According to the 1964 book The Management of Wild Animals in Captivity, male lions reach maturity at three years of age. The first time Simba is introduced as a talking lion, he is no longer a newborn, so he’s probably already around one or even two years old. That means that by the time Simba is fully grown, only a few years have passed — no more than three, and perhaps even as few as one.
In fact, the end of the “Hakuna Matata” sequence features a montage of Simba the cub growing into a full-grown lion. But notice that neither Pumbaa nor Timon appear age. We can therefore assume that Simba has undergone quite a growth spurt in a short period of time.
While we can’t be sure of the exact passage of time, we must assume that Scar did not rule for very long. This is important because when we find out that things in the pride lands have gone to shit, the implication is that it’s all Scar’s fault. Once again, this is a conclusion not necessarily supported by the facts.
There may have been an unmentioned natural calamity which Scar would have no control over (drought, floods, disease, etc). Also, we must assume that Scar wasn’t proactively trying to destroy the pride lands, so given that it went so bad in such a short period, we must also assume that there were some long-standing problems that had their roots under the previous Mufasa administration. Scar was left to try and fix Mufasa’s mess.
At the conclusion of the film, after Scar is deposed by the vengeful Simba, we are given a glimpse of a renewed pride lands in which Simba presents his newborn son to the world. Considering that the average gestation period for lions is only three-and-a-half months, this event isn’t necessarily that far in the future.

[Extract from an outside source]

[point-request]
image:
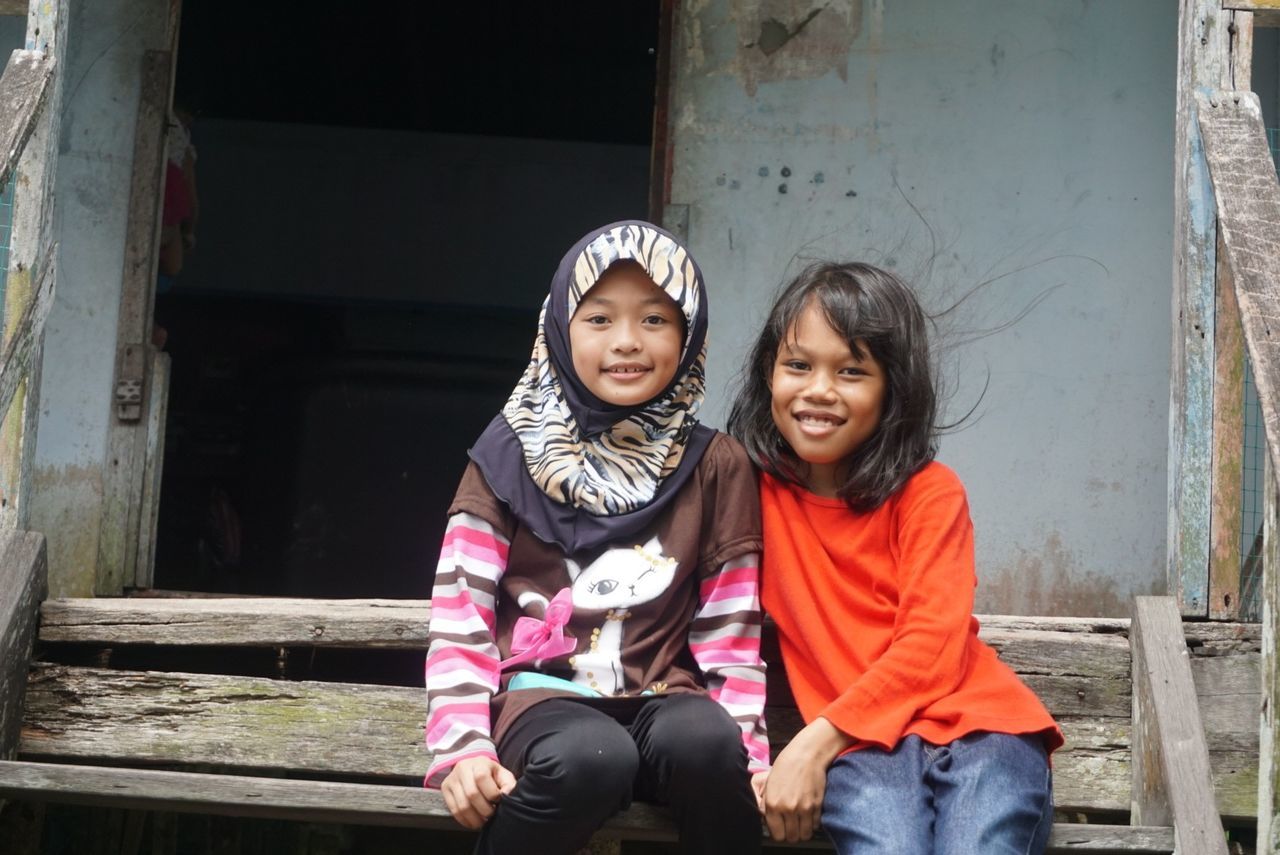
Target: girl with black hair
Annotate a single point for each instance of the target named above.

The film would, of course, like us all to believe that Simba fixes everything due to fulfilling his divine destiny. I, however, refuse to accept that an outsider with little knowledge or experience in the pride lands could simply come and fix everything in short order. The far more likely scenario is that Scar’s initiatives to fix Mufasa’s various messes were finally taking hold, leaving the bully Simba to reap the rewards.
Now that Disney has decided to go forward with a live-action Lion King remake, I hope they will flip the script in order to correct one of cinema’s greatest wrongs.